El viejo había empezado a toser varios años atrás, una tos seca y desagradable que había paliado con uno de aquellos remedios caseros que preparaban los mayores del pueblo. Paños calientes y una cucharada de este remedio, mano de santo, y mañana estarás como nuevo, Tomás, habían dicho las mujeres. Pero al viejo le costaba no toser, y se le veía más débil cada día que pasaba. Ya no se levantaba tan temprano como antes, y empezaba a faltar a las faenas del campo, dejando que sus hijos lle­varan el tractor y se preocuparan de la siembra. Había perdido a su mujer de joven, en un accidente mientras volvían de las viñas con el remolque cargado de uva, y los únicos que podían atender los problemas del viejo eran sus hijos, tan tercos y orgu­llosos como él mismo. Dos jóvenes fuertes, decididos, de pocas luces, que ya rebasaban la treintena y no habían encontrado mujer en el pueblo que quisiera estar con ellos.

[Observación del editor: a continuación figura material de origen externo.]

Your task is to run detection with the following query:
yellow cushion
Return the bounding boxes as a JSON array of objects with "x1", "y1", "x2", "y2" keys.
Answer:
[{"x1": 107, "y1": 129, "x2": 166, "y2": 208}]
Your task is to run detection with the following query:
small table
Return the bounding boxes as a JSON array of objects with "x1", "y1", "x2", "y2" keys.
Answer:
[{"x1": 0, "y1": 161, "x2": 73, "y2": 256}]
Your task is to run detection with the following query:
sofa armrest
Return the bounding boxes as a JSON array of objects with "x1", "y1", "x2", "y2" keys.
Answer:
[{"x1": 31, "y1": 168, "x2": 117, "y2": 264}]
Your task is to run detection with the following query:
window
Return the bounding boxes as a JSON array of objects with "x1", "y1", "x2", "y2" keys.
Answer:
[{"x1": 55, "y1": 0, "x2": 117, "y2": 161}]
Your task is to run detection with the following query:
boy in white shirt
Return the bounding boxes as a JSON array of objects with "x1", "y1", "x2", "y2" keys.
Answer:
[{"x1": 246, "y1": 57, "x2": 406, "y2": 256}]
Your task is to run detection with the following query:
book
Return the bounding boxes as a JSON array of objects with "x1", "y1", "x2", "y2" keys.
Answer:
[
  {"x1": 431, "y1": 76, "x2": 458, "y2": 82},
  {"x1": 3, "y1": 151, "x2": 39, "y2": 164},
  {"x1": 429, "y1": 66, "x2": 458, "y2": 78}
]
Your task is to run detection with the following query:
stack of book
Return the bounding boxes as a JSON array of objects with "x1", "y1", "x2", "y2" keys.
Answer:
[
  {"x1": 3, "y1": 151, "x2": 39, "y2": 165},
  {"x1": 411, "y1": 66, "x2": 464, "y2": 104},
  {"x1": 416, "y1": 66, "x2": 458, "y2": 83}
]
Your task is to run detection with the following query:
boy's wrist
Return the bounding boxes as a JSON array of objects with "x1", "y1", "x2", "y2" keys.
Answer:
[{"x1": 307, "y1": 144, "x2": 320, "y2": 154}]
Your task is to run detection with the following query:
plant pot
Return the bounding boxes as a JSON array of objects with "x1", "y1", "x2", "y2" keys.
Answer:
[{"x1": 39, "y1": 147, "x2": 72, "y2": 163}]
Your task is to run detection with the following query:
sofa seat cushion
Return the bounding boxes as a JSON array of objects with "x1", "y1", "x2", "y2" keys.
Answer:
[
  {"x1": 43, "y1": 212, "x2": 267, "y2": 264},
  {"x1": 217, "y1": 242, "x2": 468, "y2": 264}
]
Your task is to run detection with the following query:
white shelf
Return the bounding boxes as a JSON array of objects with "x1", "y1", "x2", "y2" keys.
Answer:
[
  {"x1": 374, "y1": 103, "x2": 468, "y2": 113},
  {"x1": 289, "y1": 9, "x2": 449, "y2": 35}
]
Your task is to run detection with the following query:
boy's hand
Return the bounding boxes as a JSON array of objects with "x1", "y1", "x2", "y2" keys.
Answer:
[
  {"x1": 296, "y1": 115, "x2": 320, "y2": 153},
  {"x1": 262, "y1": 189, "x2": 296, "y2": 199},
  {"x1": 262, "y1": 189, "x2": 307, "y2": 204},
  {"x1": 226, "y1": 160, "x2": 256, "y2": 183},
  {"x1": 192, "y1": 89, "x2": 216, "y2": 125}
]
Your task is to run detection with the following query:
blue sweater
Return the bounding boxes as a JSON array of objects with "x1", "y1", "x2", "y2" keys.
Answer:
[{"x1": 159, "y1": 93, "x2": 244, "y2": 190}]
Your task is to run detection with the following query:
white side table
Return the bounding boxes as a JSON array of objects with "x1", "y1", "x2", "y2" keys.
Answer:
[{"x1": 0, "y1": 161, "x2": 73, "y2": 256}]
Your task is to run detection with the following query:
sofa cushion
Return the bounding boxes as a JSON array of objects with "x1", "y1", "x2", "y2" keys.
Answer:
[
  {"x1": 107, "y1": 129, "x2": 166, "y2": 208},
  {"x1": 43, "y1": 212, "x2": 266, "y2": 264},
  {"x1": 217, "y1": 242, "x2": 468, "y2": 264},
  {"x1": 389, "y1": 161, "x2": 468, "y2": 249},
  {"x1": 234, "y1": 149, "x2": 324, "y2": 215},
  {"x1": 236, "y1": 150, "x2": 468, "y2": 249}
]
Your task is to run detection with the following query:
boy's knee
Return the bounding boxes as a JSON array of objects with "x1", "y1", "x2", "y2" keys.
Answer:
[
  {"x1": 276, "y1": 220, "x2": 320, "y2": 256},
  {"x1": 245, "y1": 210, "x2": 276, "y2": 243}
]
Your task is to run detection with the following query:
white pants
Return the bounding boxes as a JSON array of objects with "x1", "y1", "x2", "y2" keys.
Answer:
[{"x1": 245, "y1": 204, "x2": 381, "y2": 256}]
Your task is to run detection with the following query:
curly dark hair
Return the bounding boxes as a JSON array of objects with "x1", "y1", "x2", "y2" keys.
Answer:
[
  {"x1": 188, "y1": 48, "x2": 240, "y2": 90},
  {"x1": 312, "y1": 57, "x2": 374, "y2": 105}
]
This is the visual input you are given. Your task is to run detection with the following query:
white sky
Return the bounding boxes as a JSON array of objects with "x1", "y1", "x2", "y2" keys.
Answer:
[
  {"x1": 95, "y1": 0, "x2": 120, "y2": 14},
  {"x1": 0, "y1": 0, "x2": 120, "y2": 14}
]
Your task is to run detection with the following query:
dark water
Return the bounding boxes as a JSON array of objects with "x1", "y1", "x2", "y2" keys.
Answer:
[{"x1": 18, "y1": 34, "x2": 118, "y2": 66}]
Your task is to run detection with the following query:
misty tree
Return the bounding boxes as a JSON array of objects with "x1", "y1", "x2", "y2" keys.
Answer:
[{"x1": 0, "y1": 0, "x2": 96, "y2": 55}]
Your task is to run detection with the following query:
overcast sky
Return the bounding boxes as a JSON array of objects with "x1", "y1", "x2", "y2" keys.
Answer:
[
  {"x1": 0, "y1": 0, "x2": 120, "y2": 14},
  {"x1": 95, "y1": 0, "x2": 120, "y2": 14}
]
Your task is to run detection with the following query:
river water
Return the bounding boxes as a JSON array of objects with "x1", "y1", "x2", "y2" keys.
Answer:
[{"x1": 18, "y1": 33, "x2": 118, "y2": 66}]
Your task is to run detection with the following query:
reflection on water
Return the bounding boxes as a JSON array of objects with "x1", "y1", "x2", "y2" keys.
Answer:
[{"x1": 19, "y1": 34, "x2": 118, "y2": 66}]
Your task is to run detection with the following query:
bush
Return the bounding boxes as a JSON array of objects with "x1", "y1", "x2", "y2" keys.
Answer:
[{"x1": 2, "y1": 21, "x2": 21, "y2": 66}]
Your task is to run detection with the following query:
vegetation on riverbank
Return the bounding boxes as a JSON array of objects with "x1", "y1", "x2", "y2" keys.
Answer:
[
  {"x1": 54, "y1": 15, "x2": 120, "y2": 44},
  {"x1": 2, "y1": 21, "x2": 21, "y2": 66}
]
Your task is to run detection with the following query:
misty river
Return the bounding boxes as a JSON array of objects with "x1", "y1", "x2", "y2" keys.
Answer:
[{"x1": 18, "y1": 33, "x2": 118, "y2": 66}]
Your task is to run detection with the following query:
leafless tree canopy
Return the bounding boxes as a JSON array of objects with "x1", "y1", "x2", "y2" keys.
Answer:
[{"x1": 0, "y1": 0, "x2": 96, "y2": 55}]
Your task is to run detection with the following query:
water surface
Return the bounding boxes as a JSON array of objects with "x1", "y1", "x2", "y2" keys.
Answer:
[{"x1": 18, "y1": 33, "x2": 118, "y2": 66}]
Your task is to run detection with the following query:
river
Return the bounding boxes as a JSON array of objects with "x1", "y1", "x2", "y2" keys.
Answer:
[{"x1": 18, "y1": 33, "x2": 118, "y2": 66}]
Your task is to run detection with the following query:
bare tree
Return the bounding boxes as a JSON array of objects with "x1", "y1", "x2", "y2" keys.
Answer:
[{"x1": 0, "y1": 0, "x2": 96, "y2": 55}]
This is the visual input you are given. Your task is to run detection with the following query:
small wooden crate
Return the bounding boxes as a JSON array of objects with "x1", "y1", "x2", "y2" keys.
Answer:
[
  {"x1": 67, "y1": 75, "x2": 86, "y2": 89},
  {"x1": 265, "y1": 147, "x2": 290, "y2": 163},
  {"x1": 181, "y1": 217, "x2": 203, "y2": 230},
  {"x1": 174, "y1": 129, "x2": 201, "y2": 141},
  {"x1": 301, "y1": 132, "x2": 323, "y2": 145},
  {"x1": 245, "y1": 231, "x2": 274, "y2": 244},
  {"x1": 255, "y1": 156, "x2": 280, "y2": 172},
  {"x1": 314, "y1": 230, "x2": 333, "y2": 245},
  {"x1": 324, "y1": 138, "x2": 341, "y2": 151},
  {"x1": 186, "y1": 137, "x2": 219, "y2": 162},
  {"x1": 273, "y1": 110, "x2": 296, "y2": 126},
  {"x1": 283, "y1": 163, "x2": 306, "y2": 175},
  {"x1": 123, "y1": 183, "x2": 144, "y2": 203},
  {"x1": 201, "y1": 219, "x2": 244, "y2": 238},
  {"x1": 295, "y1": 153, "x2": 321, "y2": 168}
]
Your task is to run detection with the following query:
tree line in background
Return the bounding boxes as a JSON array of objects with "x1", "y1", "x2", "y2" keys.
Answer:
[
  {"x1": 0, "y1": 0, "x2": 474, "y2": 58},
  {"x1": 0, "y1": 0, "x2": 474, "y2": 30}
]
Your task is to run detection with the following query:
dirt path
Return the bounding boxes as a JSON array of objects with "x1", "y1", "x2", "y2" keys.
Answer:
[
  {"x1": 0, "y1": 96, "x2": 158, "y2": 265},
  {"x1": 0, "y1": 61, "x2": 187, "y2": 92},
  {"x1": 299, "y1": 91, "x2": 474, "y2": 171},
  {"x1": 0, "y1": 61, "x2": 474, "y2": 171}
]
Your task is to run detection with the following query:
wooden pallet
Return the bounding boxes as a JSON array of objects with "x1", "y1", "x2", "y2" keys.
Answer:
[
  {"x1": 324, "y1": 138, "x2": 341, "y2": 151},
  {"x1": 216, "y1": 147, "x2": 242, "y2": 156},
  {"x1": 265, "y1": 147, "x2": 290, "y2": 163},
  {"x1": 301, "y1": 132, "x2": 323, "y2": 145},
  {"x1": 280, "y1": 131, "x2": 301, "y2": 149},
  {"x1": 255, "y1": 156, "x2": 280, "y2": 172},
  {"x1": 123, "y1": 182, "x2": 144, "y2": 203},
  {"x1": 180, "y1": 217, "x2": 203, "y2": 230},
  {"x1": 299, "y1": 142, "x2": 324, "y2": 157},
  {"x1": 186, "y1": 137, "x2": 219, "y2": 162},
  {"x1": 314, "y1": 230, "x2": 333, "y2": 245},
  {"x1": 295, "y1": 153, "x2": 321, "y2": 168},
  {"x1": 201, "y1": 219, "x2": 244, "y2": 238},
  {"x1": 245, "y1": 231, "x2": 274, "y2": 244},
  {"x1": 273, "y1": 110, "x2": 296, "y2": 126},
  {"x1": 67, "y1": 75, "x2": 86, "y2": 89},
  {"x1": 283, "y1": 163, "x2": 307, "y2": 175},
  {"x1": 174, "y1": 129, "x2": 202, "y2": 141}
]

Pronto se ausentó de la taberna, y no fueron pocos los que le echaron de menos para la partida de tute. Algunos, los más allegados, los que reían con ganas cuando Tomás contaba por enésima vez sus chistes apolillados y le perdonaban cuando no busca el cante en la partida, acudieron a su casa sólo para comprobar que, quisieran o no, el viejo se marchaba. Los hijos, car­comidos por el dolor de la pérdida y, al mismo tiempo, torturados por las labores del campo, apenas disponían de tiempo para pasarlo junto al lecho de su padre moribundo. Los amigos inventaron excusas y arguyeron disculpas, y pocos fueron los que acudieron a su casa a preguntar por su estado. Así pasó Tomás los últimos días de su vida, solo y enfermo, entre visitas del médico, que agitó la cabeza y apoyó la mano sobre el hombro de uno de los hijos al marcharse la última vez que pasó por el pueblo. A todos nos llegará, dijo el médico, y el hijo menor, de ojos azules y rostro aniñado, rompió en lágrimas y corrió hacia su cuarto, quizá para esconder su vergüenza por su debilidad, quizá para no ver la agonía del único hombre al que, a su manera, había querido.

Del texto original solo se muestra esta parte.